Menu

Puisi (60) Resensi (19) Opini (17) Sastra (16) Cermin (15) Menjadi guru (13) Teror (9) Sabda Pemilik Kampung (8)

Rabu, 04 Maret 2015

TAK ADA NASI LAIN: Membincangkan Solo dan periode awal kemerdekaan

Gambar: http://4.bp.blogspot.com
Kalau ingin bercengkrama dengan masa peralihan kuasa di awal menjelang kemerdekaan, maka novel Tak Ada Nasi lain bisa menjadi alternatif referensi. Tentu saja jangan juga dianggap bahwa novel yang berlatar belakang sejarah ini sebagai sejarah ansich. Karena sebagaimana fiksi, tentu imajinasi penulis akan kita dijumpai di sini. Meskipun keunggulan dari novel ini, yakni ditulis oleh pelaku zaman di era itu.

Saya pikir irama zaman, lebih kurang sama dengan realitas pada saat itu. Keakuratan data, itu masalah berbeda. Ini novel yang dikembangkan oleh penulis dengan pembayangan dari sudut pandang tertentu. Makanya, bila dibanding dengan membaca sejarah terhadap fakta yang sama, buku ini memiliki keunggulan. Kita akan diajak berkeliling dari perasaan ke perasaan tokoh yang ada. Tentang kota solo (Surakarta Hadiningrat). Tentang kehidupan bangsawan di akhir kuasa Belanda. Tentang masuknya Jepang yang menggantikan Belanda. Tentang awal periode kemerdekaan.

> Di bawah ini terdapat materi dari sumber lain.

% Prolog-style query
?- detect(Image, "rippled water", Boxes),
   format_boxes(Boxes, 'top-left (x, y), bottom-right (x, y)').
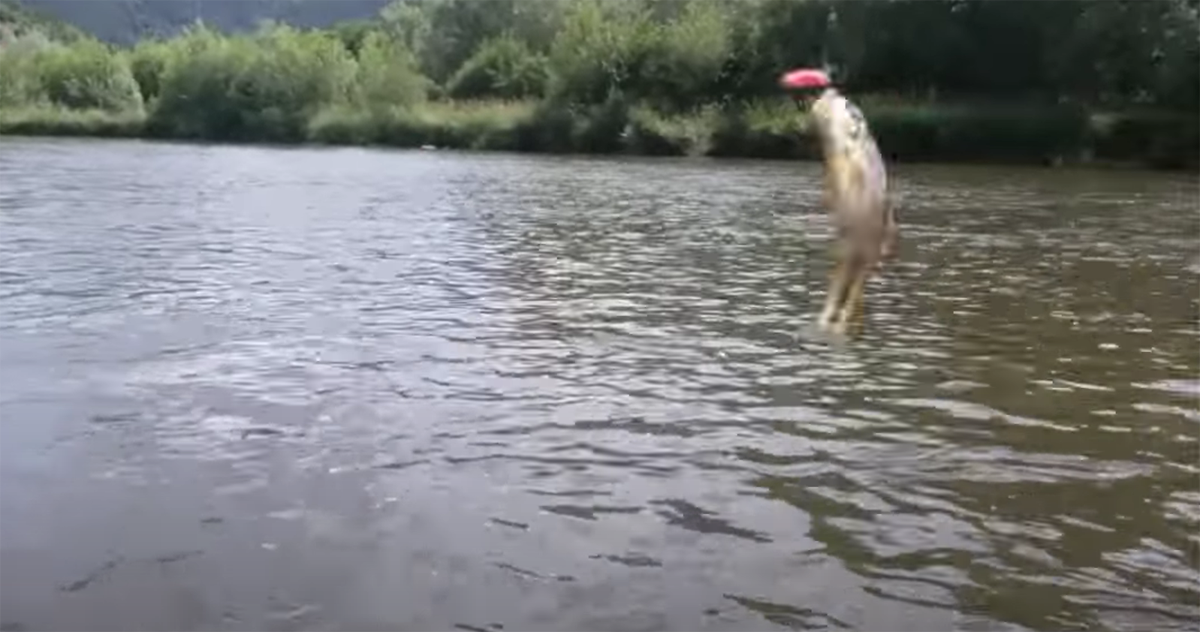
top-left (0, 139), bottom-right (1200, 631)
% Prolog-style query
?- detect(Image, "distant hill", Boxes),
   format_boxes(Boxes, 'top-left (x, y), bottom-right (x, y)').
top-left (0, 0), bottom-right (84, 41)
top-left (14, 0), bottom-right (389, 44)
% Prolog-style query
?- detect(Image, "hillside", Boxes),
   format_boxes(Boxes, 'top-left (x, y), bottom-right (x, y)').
top-left (20, 0), bottom-right (388, 44)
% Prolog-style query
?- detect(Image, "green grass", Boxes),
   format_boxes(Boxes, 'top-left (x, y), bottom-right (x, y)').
top-left (0, 107), bottom-right (146, 138)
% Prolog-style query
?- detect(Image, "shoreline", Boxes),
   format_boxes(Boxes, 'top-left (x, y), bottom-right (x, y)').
top-left (0, 103), bottom-right (1200, 173)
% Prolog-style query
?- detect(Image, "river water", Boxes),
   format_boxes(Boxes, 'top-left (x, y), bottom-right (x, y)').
top-left (0, 138), bottom-right (1200, 631)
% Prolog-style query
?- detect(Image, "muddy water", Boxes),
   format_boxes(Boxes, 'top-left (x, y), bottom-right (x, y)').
top-left (0, 138), bottom-right (1200, 631)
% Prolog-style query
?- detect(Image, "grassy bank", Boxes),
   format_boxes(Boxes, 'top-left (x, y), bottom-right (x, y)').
top-left (0, 11), bottom-right (1200, 168)
top-left (0, 98), bottom-right (1200, 169)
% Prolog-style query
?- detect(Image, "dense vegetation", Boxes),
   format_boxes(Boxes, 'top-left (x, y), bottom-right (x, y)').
top-left (0, 0), bottom-right (1200, 167)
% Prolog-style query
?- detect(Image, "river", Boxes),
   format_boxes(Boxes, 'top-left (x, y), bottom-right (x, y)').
top-left (0, 138), bottom-right (1200, 632)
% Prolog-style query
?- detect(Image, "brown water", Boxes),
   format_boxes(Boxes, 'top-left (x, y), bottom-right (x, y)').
top-left (0, 138), bottom-right (1200, 631)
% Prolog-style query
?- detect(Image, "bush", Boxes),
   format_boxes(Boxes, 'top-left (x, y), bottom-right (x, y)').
top-left (355, 32), bottom-right (430, 108)
top-left (446, 35), bottom-right (546, 98)
top-left (0, 32), bottom-right (142, 112)
top-left (149, 26), bottom-right (356, 142)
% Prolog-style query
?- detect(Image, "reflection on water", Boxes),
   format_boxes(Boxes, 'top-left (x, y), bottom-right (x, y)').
top-left (0, 139), bottom-right (1200, 631)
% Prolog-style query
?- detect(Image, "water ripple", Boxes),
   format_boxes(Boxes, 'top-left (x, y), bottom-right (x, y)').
top-left (0, 140), bottom-right (1200, 630)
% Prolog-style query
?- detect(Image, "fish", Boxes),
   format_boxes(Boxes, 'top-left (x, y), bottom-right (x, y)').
top-left (780, 68), bottom-right (900, 333)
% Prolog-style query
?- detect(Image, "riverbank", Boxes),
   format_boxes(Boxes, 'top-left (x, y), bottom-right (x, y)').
top-left (0, 97), bottom-right (1200, 169)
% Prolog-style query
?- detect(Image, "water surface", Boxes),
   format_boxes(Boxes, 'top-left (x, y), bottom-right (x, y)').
top-left (0, 138), bottom-right (1200, 631)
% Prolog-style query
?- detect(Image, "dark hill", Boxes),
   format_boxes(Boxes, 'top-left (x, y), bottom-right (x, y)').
top-left (20, 0), bottom-right (388, 44)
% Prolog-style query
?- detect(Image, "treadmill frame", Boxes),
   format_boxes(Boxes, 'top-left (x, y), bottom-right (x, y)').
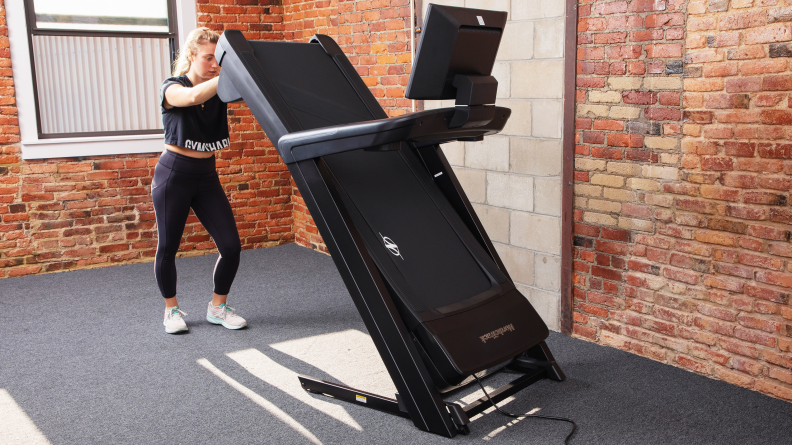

Diceritakan secara cermat dari sudut pandang orang ketiga. Saptono, seorang pribadi yang memiliki derita batin akibat pola pikir yang dialaminya sejak kecil. Saptono sejatinya lahir dari Ibu bangsawan, yang serta merta bisa dikatakan bangsawan juga. Namun tak begitu realitasnya. Kehidupannya di rumah Pakliknya, Raden Wirosaroyo, membuatnya merasa terasing. Sebagai orang numpang, ia menyadari betul ketimpangan sikap bulik-pakliknya dibanding dengan sepupunya. Embrio ini, diperkuat dengan masa lalu dirinya yang tidak cukup jelas. Ia hanya ingat siapa Ibunya. Sedangkan Bapaknya yang menurut ceita selingkuh dengan pembantu keluarganya, tak diingat lagi.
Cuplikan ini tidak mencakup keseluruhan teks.